Mesa opened in spring 2019. Fifteen seats. One small kitchen. A husband-and-wife team who'd rather cook one thing properly than ten things in a hurry.
"We wanted a room where cooking felt like an act of hospitality, not performance — and where each plate was for the person in front of us, not for the camera."
Chef Yujin Park trained at Le Cordon Bleu London and spent four years at Trullo before returning home to Seoul in late 2018. Her partner Min — a former wine importer — had been quietly building a cellar in their apartment for years.
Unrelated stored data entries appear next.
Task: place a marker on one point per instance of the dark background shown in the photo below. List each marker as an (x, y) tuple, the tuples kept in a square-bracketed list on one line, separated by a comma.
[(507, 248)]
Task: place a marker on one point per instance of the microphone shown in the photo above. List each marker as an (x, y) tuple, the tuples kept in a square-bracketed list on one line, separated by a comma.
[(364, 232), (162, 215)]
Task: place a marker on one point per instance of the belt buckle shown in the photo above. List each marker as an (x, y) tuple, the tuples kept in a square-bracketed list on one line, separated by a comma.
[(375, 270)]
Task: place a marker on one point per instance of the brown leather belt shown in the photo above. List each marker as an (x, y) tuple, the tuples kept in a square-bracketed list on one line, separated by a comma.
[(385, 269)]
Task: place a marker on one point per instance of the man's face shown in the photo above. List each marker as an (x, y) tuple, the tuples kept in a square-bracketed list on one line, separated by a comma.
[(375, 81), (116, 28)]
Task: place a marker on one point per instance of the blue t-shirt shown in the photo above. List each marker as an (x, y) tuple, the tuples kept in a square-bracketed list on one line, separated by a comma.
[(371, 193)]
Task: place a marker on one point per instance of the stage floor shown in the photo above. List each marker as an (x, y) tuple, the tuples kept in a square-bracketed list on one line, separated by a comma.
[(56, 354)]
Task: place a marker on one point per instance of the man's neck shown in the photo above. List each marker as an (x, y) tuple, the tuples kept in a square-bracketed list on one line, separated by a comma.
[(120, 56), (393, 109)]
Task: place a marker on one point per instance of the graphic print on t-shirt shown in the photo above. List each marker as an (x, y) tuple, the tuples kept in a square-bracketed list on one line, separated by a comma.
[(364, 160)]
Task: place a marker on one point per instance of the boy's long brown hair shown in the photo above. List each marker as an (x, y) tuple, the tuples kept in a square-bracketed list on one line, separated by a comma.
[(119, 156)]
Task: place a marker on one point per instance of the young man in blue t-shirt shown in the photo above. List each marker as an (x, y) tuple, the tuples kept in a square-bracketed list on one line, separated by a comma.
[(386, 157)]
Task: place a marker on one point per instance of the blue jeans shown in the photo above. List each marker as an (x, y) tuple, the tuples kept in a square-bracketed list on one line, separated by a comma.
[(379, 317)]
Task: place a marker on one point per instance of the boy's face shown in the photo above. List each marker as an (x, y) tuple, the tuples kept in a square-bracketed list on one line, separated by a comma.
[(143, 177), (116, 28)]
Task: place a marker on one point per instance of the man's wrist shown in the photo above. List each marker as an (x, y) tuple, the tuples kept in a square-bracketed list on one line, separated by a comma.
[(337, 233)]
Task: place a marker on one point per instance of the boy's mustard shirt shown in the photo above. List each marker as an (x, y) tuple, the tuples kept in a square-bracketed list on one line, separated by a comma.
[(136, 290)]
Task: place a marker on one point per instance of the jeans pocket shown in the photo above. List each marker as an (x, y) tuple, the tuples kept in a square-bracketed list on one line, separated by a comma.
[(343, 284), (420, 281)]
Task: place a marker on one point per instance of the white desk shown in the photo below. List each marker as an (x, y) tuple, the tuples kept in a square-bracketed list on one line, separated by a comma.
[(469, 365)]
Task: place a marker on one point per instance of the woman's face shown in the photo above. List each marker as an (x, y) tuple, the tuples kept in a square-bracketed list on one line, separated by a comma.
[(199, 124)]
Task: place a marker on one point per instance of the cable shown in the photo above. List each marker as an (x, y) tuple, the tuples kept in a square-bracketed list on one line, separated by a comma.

The original plan was a wine bar. The first menu was meant to be "snacks." By the third week, it was a full bistro. By the third month, it had a six-week waitlist.
Mesa has one cook station, two ovens, and a single induction burner. We don't have a deep fryer, a sous-vide machine, or a freezer. (We have a tiny freezer, technically — for ice cream.)
What we do have: a knife block worth six figures, a starter dough that's been alive since 2017, and a vegetable supplier in Gangwon who calls on Tuesday mornings to tell us what's good.
Our cellar holds about fifty bottles at any time, all from small growers we've met in person. Mostly Italian, increasingly Korean — we believe Korean natural wine is having its moment and want to support it.
If you don't know wine, just ask Min. He'll pour you something for ₩9 to try, no commitment.
The space is a converted 1960s hanok with three exposed beams and a single banquette running along the west wall. We seat fifteen at a time. There's no music after 9pm — that's when the room takes over.